NJOKOBOK
Apolonija Šušteršič, born 1965 in Ljubljana, Slovenia, lives and works in Oslo, Norway Youssou Diop, born 1970 in Kaolack, Senegal, lives and works in Oslo, Norway
NJOKOBOK BAR
2024
For over three decades, artist, architect, and educator Apolonija Šušteršič has shown a longstanding commitment to social and spatial practice in contemporary art. Šušteršič’s projects are embedded within communities and take shape through a constant flow of exchange between different constituencies. The title of Šušteršič’s recurrent projects Suggestion for the (Next) Day (2000–ongoing) is reflective of her dedication to explorations of present-day living environments as a means of producing alternative possibilities for the future. Education is integral to the artist’s practice, and she is the founder of the MFA program, Art and Public Space at the Oslo National Academy of Arts. In 2016, Šušteršič and chef and community activist Youssou Diop started the long-term project NJOKOBOK, initially in Slovenia and Senegal and then in Norway. Meaning “You are welcome/We share it” in the Wolof language, NJOKOBOK is a restaurant and a community space in one of Oslo’s rapidly changing neighborhoods.

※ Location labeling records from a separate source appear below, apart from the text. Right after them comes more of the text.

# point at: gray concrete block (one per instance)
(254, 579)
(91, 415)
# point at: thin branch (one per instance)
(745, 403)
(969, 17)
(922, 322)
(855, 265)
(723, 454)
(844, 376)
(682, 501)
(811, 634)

NJOKOBOK Bar is a social platform for gatherings and community storytelling sessions over juices and Senegalese tea throughout the duration of the Biennale. The bar serves four types of juices free-of-charge to Biennale visitors: ginger, hibiscus, baobab, and turmeric, all having medicinal properties. The menu is complemented by Senegalese tea, which is particularly refreshing on the cool evenings of February and during the night-time gatherings of the month of Ramadan. Several key ingredients for the juices and tea—ranging from ginger to hibiscus and mint—are sourced from the Alzahrani farm in Diriyah, which played a key role in developing this project and fostering engagement with local producers. The eight-meter-long table, chairs, and color of the interior were designed by Šušteršič. Although specific to Diriyah, elements of the design reference one of the artist’s earlier projects, the Bonnevoie? Juice Bar that she created in 1992 for Manifesta 2 in Luxembourg. During the Biennale exhibition, the bar will be activated with a series of storytelling sessions inspired by Arabic traditions of vernacular literature and the role of the hakawati. Hakawati means “storyteller” in Arabic and describes people who go around coffee shops and souks to tell stories and engage audiences in their tales. A continuation of the sharing session that took place as part of the Biennale Encounters, NJOKOBOK Bar invites hakawati from different communities—Palestinian, Senegalese, Indonesian and others—to share stories of belonging and migration that reflect the layered social fabric of Diriyah and Riyadh.